It’s finally here.
After years of campaigning by Muslim organisations and communities, against the backdrop of record levels of hate crime, the government has finally chosen the holiest time of Ramadan to publish its definition of what it calls “anti-Muslim hostility”.
And what do we have to show for all that waiting?
A watered-down version of a definition we already had.
The 2018 All-Party Parliamentary Group definition of Islamophobia was endorsed by more than 800 community organisations, over 100 academics, and every major political party except the then-governing Conservatives. It was the result of genuine consultation and rooted in the lived experience of Muslim communities.
So why has it taken this government years to deliver something that appears deliberately diluted? Why was the recommendation of its own independent working group seemingly not good enough? And why, throughout this entire process, were grassroots Muslim organisations largely excluded from meaningful engagement?
This isn’t just about the wording of the definition – though many have already raised serious concerns about what was diluted and why. This is about the process that produced it.
The Macpherson Inquiry established a clear principle: communities must play a central role in defining the racism they experience. Yet that lesson appears to have been ignored.
The process has been marked by exclusion, by hand-picked representatives replacing genuine grassroots engagement, and by a government seemingly more concerned with managing political optics than listening to the communities it claims to protect.
And perhaps the most telling failure of yesterday’s announcement was what the government chose not to say.
In 2016, the UK government adopted the IHRA working definition of antisemitism. That decision was taken quickly and with broad political consensus. Yesterday’s announcement could have been an opportunity to say clearly: we are doing for Muslim communities what we already did for Jewish communities nearly a decade ago.

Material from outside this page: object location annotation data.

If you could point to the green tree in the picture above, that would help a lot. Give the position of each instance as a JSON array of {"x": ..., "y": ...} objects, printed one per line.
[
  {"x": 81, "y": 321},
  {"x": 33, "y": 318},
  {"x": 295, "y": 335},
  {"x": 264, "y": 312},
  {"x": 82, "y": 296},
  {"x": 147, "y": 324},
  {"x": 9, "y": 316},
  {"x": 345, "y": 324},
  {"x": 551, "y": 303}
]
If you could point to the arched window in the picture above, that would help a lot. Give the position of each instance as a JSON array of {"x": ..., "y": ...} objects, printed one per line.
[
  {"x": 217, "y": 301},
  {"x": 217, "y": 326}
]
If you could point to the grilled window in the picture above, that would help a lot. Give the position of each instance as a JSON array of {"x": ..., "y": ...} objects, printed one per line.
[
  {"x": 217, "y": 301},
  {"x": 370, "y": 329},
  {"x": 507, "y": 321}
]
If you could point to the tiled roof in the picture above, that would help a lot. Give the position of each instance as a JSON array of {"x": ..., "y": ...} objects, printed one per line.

Instead, that comparison went unspoken.
That matters because bad-faith actors, including much of the British media, have spent years spreading the lie that recognising Islamophobia somehow gives Muslims “special treatment”. The truth is the opposite. British Muslims are not asking for something extraordinary. We are asking for the same recognition and seriousness that other forms of racism rightly receive.
Fairness, not favours.
The key question is where we go from here. Organisations like the Muslim Council of Britain and the Islamophobia Response Unit are not endorsing this definition at the present time. They are reserving judgement, recognising that a definition is merely a starting point.